Notre époque célèbre l’école comme un sanctuaire de bienveillance. On y apprend à s’écouter, à coopérer, à éviter les heurts. Les notes s’adoucissent, les mots durs disparaissent, les hiérarchies s’effacent. On ne parle plus d’autorité, mais d’accompagnement ; plus de discipline, mais de cadre souple ; plus d’exigence, mais d’épanouissement. L’intention est belle, humaine, généreuse. Mais je me demande souvent si, à force de vouloir protéger les enfants, nous ne les privons pas de ces épreuves qui forgent le caractère.
Car le caractère, lui, ne naît pas du confort. Il se trempe dans la résistance. Apprendre, c’est aussi échouer, recommencer, supporter la frustration, affronter le réel dans ce qu’il a de lent, de dur, d’indifférent. Or, j’ai l’impression que l’école moderne cherche de plus en plus à éviter ces confrontations. On ne redouble plus, on “avance autrement”. On ne corrige plus, on “valorise la démarche”. On ne punit plus, on “rétablit le dialogue”. Tout devient lisse, sans aspérité, comme si le monde pouvait être rendu inoffensif. Mais dans une mer sans vagues, personne n’apprend à nager.
Ce qui me frappe aussi, c’est cette peur de distinguer, de hiérarchiser, de juger. L’école ne veut plus blesser, alors elle égalise. On ne distingue plus l’effort du relâchement, le travail de la distraction. Tout se vaut. C’est une forme d’humanisme, mais qui finit par appauvrir. Car se confronter à la différence, à la réussite de l’autre, n’a rien d’humiliant : c’est souvent stimulant. La comparaison, quand elle est juste, donne envie de s’élever. Supprimer toute hiérarchie, c’est ôter à l’enfant le sens de l’excellence. Et une société qui a peur de dire “non” finit par ne plus savoir dire “oui”.
Je vois aussi combien notre temps redoute la contradiction. Le désaccord est vécu comme une violence. On confond dialogue et adhésion, discussion et validation. Pourtant, c’est dans le heurt des idées que se forme le jugement. Apprendre à penser, c’est accepter d’être contredit, oser défendre une position, douter sans se renier. Mais l’école d’aujourd’hui valorise le consensus, la parole apaisée, le climat serein. Elle oublie que le débat n’est pas la guerre : c’est un apprentissage de la liberté.
La bienveillance n’est pas un mal en soi. C’est même une belle idée. Mais quand elle devient sans limite, quand elle cesse d’être exigeante pour devenir simplement confortable, elle n’élève plus : elle endort. On fabrique alors des individus sensibles mais fragiles, émotifs mais démunis. Ils savent parler, mais pas tenir tête. Ils réclament d’être entendus, mais supportent mal la contradiction. Ils se sentent blessés dès qu’ils sont jugés, comme si la vie devait toujours ménager leur ressenti. Le résultat, c’est une génération douce, mais désarmée — pleine d’émotions, vide de colonne vertébrale.

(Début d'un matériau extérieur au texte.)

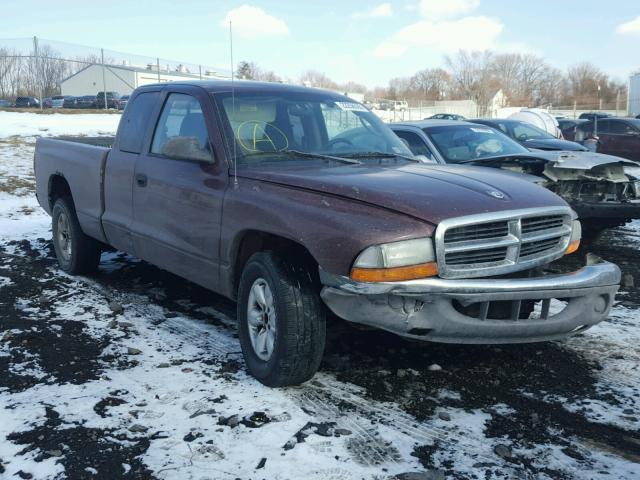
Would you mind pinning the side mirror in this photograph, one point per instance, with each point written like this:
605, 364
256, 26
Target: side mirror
425, 159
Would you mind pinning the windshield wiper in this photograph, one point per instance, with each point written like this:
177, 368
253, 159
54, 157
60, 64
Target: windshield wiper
297, 153
507, 156
381, 155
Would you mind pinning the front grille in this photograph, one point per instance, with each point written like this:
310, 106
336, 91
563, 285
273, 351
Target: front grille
531, 248
478, 256
495, 244
476, 232
536, 224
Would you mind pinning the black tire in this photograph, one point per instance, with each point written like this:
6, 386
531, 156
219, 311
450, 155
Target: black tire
299, 317
83, 254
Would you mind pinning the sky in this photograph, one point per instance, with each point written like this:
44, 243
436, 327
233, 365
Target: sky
368, 42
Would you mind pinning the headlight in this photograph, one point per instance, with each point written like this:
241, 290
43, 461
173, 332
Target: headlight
397, 261
576, 235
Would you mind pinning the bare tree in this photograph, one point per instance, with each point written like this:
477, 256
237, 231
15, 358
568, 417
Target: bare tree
313, 78
431, 83
473, 77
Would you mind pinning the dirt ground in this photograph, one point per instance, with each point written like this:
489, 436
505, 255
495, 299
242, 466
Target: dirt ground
135, 373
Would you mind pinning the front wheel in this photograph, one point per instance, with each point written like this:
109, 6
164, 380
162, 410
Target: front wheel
282, 323
76, 252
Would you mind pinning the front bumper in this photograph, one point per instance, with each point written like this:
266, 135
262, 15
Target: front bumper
437, 310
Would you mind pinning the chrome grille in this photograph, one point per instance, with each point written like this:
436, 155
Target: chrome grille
476, 232
504, 242
490, 255
535, 224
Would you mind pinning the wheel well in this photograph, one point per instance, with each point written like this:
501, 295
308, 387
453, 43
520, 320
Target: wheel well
58, 187
255, 241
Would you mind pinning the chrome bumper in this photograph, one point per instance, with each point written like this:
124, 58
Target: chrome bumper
434, 309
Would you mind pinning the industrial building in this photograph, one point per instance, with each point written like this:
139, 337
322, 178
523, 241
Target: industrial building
633, 105
124, 79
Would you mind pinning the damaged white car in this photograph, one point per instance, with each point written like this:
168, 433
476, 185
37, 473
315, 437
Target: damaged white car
604, 190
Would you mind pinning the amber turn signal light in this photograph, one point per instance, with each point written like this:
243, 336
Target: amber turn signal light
395, 274
573, 246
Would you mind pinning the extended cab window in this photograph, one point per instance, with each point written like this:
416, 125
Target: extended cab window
621, 128
134, 122
416, 144
291, 126
181, 132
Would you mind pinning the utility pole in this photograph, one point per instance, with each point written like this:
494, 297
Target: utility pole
104, 79
38, 69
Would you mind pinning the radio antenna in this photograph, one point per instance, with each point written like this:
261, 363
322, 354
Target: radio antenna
233, 108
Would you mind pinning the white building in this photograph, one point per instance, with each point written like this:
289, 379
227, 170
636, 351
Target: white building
633, 102
124, 79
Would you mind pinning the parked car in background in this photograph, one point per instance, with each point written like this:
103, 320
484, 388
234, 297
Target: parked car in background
57, 101
598, 187
27, 102
329, 215
568, 127
113, 99
592, 115
400, 105
446, 116
529, 135
616, 136
86, 101
123, 102
70, 102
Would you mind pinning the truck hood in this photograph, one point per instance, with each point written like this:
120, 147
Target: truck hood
553, 144
428, 192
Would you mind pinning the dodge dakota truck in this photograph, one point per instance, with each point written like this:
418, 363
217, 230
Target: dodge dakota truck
298, 202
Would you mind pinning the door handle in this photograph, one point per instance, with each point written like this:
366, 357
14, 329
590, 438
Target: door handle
141, 179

Je ne crois pas qu’il faille revenir à l’autoritarisme d’hier. Mais je crois qu’il faut redonner sens à l’effort, au mérite, à la distinction. Apprendre à échouer, à recommencer, à se confronter au réel, c’est apprendre à vivre. L’existence, elle, ne distribue ni mentions d’encouragement ni points de participation. Former des caractères, ce n’est pas fabriquer des vainqueurs, mais des êtres capables de tenir debout, d’affronter la contradiction, de transformer l’adversité en conscience.

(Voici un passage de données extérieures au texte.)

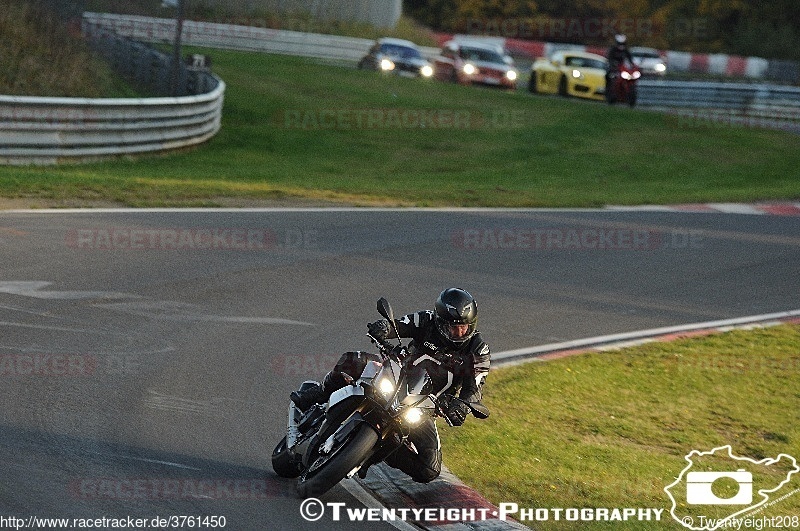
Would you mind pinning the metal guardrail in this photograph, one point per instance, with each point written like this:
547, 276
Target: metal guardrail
51, 130
235, 37
37, 130
761, 105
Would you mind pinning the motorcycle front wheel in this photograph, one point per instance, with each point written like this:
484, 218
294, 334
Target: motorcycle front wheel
284, 463
329, 469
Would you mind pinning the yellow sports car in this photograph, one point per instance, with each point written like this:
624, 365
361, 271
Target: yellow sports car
570, 73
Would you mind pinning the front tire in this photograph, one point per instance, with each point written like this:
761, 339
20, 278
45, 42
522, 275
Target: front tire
562, 86
327, 471
632, 96
284, 463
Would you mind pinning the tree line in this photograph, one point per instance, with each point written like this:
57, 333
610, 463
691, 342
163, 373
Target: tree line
769, 29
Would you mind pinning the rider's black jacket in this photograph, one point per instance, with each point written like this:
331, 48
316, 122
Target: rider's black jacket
468, 361
617, 55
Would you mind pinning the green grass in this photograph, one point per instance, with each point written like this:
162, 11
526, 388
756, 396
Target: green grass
612, 429
42, 57
517, 149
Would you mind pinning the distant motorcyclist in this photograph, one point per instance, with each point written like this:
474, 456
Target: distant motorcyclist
447, 334
617, 56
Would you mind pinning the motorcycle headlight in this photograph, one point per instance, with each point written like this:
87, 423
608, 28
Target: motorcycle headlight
413, 415
386, 387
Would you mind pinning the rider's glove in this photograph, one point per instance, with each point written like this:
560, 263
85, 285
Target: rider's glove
457, 412
379, 329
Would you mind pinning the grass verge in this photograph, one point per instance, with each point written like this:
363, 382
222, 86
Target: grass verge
612, 429
42, 57
296, 128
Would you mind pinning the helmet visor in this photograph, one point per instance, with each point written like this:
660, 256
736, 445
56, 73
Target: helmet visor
456, 332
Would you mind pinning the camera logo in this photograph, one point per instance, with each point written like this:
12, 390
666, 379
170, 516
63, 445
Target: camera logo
717, 487
698, 488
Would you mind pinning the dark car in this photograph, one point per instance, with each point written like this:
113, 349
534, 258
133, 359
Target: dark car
396, 56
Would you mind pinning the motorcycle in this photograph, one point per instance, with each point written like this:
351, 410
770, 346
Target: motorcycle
622, 84
367, 420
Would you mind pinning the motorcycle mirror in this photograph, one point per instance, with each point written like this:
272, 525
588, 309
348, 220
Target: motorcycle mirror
385, 309
479, 410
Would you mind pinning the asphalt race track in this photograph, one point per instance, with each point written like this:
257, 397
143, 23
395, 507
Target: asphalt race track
146, 357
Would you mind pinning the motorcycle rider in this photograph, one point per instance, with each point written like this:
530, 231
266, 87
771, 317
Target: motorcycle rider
448, 334
617, 55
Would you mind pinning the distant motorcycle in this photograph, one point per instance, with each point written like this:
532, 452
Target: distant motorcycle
622, 84
366, 421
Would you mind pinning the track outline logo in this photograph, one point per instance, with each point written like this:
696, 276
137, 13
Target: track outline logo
688, 521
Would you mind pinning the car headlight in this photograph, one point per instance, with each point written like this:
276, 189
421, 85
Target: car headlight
386, 387
413, 415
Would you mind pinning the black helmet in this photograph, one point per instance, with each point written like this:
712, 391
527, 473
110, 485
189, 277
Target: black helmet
455, 308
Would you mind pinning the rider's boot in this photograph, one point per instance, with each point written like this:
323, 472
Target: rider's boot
319, 393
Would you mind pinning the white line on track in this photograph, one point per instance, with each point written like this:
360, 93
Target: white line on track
628, 337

Une éducation qui supprime la difficulté supprime la croissance. Une école sans épreuve prépare des adultes sans élan. L’enfant qu’on n’a pas confronté à la limite deviendra un adulte qu’elle effraie. Et c’est peut-être là le drame discret de notre époque : nous avons voulu le bien-être des enfants, et nous avons oublié leur devenir.